Shaping futures: Understanding the unique requirements of SEND school design
11 Jul 2023
Associate - Architecture
The need to build schools that cater for those with a diverse set of needs has never been more critical, following recent headlines that more than half of SEND (Special Education Needs/Disabilities) schools are oversubscribed. Our associate Dora Vestito explores the unique design considerations for these facilities and how collaboration in the built environment is critical to success.
Health in design
In recent years, it has been well documented that educational ‘design for wellbeing’ has been shown to promote positive academic achievement. It is also why the UK government is so keen to address the needs of SEND pupils, announcing a £2.6 billion investment programme in March intended to increase provision and capacity in the sector with 82 new SEND schools.
The measures help to address the needs of more than one million children with SEND requirements in the UK. Startling evidence was also uncovered by the BBC in February, showing 52% of state funded SEND schools are oversubscribed and currently have more children in their classes than their number of places.
Investment in schools is welcome and helps to continue shaping the best learning environments for pupils. As architects, we can support this through well-considered design and planning, ready for the delivery of the next generation of school buildings.
The SEND environment
Given the complex range of physical and cognitive difficulties that require support, designing SEND schools presents an entirely unique set of requirements - yet the core principles of education remain the same. As architects in the sector, we must closely consider the building environment, to ensure it delivers space fit for both staff and pupils, which enables learning, creativity and independence to flourish.
Since 2020, we have been working with Bowmer + Kirkland (B+K) on its SEND schools programme, under the Department for Education’s National Framework, which we explore further in our article here. Within this, we discuss how early collaboration in the client engagement process is key to success, as each school can have its very own particular set of requirements based on areas of specialism or age range.
SEND schools are very closely monitored in line with community need, with local councils often adopting strict Education, Health and Care (EHC) plans to ensure provision is met in areas within the highest numbers of SEND pupils. In our experience, given their catchment areas are quite wide, they can be managed by multiple authorities, with headteachers, parents and social care partners all having their own views on the finished outcomes. This ultimately impacts elements under our remit, such as wayfinding, access options such as ramps and walkways, and other requested furniture and fixings.
For example, some SEND schools cater for children into their teenage years, so often we must adapt our work to cater for a more college-build environment, or segment areas between younger children and those on the brink of adulthood. This is the case at Ipswich SEND Free School, one of the projects we’ve collaborated on under the B+K programme, which caters for ages 9-16. Here, playgrounds are separated between primary and secondary school children to maintain interactive safety.
Often, we will also consider aspects such as entertainment areas, so that they are designed to accommodate age-appropriate options such as pool tables, computers and sports offerings.
Working within regulation
Despite such flexibility in design, there are strict guidelines too, which are set by the Department for Education (DfE).
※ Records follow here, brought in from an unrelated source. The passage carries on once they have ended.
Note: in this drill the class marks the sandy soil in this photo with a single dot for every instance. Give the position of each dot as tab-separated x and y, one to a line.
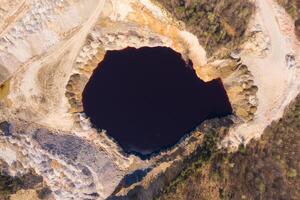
277	82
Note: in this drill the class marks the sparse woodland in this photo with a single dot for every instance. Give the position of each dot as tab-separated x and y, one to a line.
266	169
217	23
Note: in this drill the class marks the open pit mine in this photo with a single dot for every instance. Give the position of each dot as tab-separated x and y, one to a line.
109	99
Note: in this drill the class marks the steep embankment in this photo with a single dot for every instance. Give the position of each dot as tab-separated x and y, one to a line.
266	169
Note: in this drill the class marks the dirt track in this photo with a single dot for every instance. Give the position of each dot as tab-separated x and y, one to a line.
278	84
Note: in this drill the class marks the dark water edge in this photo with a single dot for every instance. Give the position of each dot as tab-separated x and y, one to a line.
149	98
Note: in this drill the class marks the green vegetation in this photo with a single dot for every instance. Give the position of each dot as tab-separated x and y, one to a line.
293	8
217	23
10	185
265	169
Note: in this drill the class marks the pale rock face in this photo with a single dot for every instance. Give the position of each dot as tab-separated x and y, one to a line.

Prescriptive requirements around the specifications of certain building elements and the proportions of teaching spaces are standardised in such way that ensures children and staff feel as comfortable as possible, so that positive learning outcomes can be achieved.
Some of these core principles include design repetition, such as limiting the window types and/or sizes within the building fabric, to ensure pupil safety, as well managing cost effectiveness within the programme. A linear formation of the school building is also advised by the DfE, and has underpinned our SEND programme with B+K, with minimal indents enhancing environmental safety. Colour palettes are often closely considered to stimulate or calm SEND pupils, depending on the environment in which they are situated. Biophilic design has also been shown within numerous studies to promote feelings of health and wellbeing within several different building environments, so we must always consider, where appropriate, principles that connect staff and pupils to nature to aid development.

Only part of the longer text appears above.